結局、競争は私が負けてコーヒーを奢らされたが、私の分のココアは哲次が払ってくれた。その後、休憩所でお昼を食べることにしたら。
「あれ? 偶然じゃん? やっほーカゲ!」
「げっ」
「みんなスキーウェア似合ってるね」
わざとらしく犬飼と王子が合流してきた。
「なにで来たの?」
「そりゃ、自家用チャーター機で!」
「王子、そういう嘘いいから」
犬飼と王子が来たことで、場はまた賑やかになった。どうやら、朝からバスを使ってきたらしい。面白くないカゲは、私の肩を叩いた。
「おい、上級コース行くぞ」
「いいけど、滑れる?」
「とにかく、あいつから離れる」
本当に嫌いなんだなぁと苦笑して、そっと立ち上がった。それに合わせて、哲次も立ってついてきた。一足先に休憩を終え、3人で上級コースへ。
「……絶壁か?」
「だいたい40度くらいかな~コブとかもあるから気をつけて」
「マジか……」
思ったよりも急斜面だったらしく、2人は固まっている。だから言ったのに、滑れる?って。笑を堪えながら、
「ここまで来たら、滑らないと戻れないよ?」
と声をかける。
「分かってるっつの!!」
「おうよ、滑ってやんよ!」
正直、スノボだとキツイコースだと思うが、気にせず滑り出す。ゆっくり滑るが、今度は私が先頭になる。
「置いていくよ~」
「ちょ、待てやお前……うおっ」
慌てたカゲが転がり落ちてくるので、とりあえず受け止めてあげたが、体格差のせいで私も転ぶ。
「いてて……流石に無理あったか」
「……悪りぃ、大丈夫かよ」
「上手い人は転ぶのも上手いんですよ~」
ぱっぱと立ち上がり、カゲが起き上がるのをサポートする。
「……こんなきついとは思ってなくてよ。悪かったな」
「いや、私は慣れてるから大丈夫だよ。哲次ー平気ー!?」
「うっせー話しかけんな!」
ものすごくゆっくり降りてくる哲次を見て、カゲと顔を見合わせて笑った。
「もぉーどこ行ってたの? 心配したじゃん!」
元の場所まで戻ると、ゾエさんの抱擁が待っていた。
「男2人を鍛えてました~」
「「…………」」
哲次もカゲも何も言わずに肩で息をしている。
「すごいじゃん、あんな上から滑ってくるからびっくりした!」
犬飼が無邪気な笑顔で私を褒める。犬飼がスノボ、王子はスキーを装着していた。
「全員揃ったし、また滑ろうよ」
「滑る滑る~!」
「元気だなぁ、あき」
それから時間いっぱい、思い思いに中級者コースを滑った。

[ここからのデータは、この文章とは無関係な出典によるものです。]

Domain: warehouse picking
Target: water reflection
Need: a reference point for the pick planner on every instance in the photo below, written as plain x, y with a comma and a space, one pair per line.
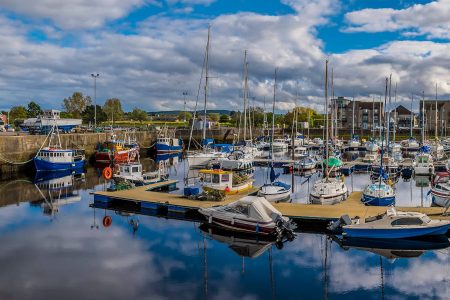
149, 256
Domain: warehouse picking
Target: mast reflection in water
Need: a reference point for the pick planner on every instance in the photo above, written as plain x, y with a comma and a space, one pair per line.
73, 255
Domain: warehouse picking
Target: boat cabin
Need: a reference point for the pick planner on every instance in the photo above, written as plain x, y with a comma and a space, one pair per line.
132, 170
216, 178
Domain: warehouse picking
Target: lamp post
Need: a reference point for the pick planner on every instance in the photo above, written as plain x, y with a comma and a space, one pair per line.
95, 76
184, 96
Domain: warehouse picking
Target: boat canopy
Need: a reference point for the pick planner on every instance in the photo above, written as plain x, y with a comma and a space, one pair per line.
258, 208
333, 162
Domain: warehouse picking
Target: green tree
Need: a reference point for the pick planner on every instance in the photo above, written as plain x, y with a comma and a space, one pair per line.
33, 110
185, 115
76, 104
88, 115
225, 118
113, 109
138, 115
214, 117
17, 113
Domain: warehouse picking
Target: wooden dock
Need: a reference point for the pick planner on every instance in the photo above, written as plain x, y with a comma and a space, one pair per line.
174, 203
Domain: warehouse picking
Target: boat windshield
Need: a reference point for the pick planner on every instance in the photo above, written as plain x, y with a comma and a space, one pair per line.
238, 209
407, 221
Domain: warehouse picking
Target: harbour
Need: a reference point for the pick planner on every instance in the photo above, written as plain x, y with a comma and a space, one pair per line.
215, 150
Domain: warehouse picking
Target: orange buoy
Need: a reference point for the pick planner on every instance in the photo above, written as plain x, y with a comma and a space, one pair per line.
107, 173
107, 221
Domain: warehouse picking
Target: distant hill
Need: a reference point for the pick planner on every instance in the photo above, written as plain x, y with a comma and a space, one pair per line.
177, 112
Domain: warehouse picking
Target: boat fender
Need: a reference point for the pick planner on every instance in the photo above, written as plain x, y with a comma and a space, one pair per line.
107, 221
107, 173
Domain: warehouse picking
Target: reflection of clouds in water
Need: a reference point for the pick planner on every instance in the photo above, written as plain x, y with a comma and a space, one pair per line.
352, 270
427, 279
68, 261
10, 215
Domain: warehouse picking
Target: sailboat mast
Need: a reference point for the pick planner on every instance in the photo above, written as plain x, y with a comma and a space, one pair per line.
353, 117
332, 104
373, 116
245, 95
206, 82
388, 113
382, 138
411, 121
423, 117
435, 117
395, 112
273, 111
326, 116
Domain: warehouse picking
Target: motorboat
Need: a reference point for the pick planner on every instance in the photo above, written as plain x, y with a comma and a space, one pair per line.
224, 181
378, 194
305, 164
328, 191
116, 151
395, 225
279, 145
132, 172
423, 164
394, 248
300, 151
250, 214
55, 158
354, 142
410, 144
440, 189
372, 146
370, 157
201, 159
276, 191
237, 160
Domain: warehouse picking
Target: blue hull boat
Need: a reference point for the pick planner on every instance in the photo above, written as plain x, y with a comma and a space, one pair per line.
44, 165
378, 201
395, 233
395, 225
164, 148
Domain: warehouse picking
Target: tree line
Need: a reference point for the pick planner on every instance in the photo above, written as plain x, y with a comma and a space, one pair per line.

途中、ボーガンで滑る穂刈の後ろにアタックしてみた。
「うおっ!?」
「えへへ、ムカデ滑り~」
穂刈の板の間に私の板を添わせて滑る。
「あ、それ面白そ~」
王子も私の後ろに抱きつきムカデに加わる。
「ちょ、困る、危ない」
「大丈夫、大丈夫~」
「あははは」
「痛い、足が開いて! おい!」
結局、下まで3人でひっついて降りた。そこで17時頃になったので、今日は撤収だ。
夕飯食べて、宿に戻ると問題が生じた。
「オフトゥンが足りないね……。」
「増えたからな、王子と犬飼が」
6人部屋に8人で泊まることになったので、布団が2枚足りなくなった。
「とりあえず、犬とオージは2人で寝ろよ」
カゲがそう言えば、
「えー王子寝相悪そうじゃん!」
「そんなこと言って、犬飼も充分悪いでしょ? 僕知ってるよ」
「なんで知ってんだよ!」
わーわー布団の争奪戦が始まってしまった。そんな中、哲次は私を端の布団に連れていき、
「お前、ここ固定な」
と指示を出す。
「あーっ荒船君が早乙女さんを襲っています!」
「きゃー野蛮!」
と犬飼と王子が騒ぎ出す。みんなも、ニヨニヨした顔でこちらを見るので恥ずかしい。
「ちっげーよ! 一応女子だから隔離してんだよ!」
「それで自分が隣で寝るんでしょ? 遠慮せず一緒に寝たらいいよ」
「なっ……!」
背中越しでも哲次の顔が真っ赤なのが分かる。首や耳まで赤くなっている。みんなの喧騒を聞きながら、私はものすごい睡魔に襲われた。眠気に抗えないほどで、そのまま布団に潜り込んだ。
「そんなこと言ってたら勝手に寝たぞこいつ」
「疲れたんだよ、寝かしてあげよう」
最後に聞いたのはカゲと鋼君のそんな会話だった。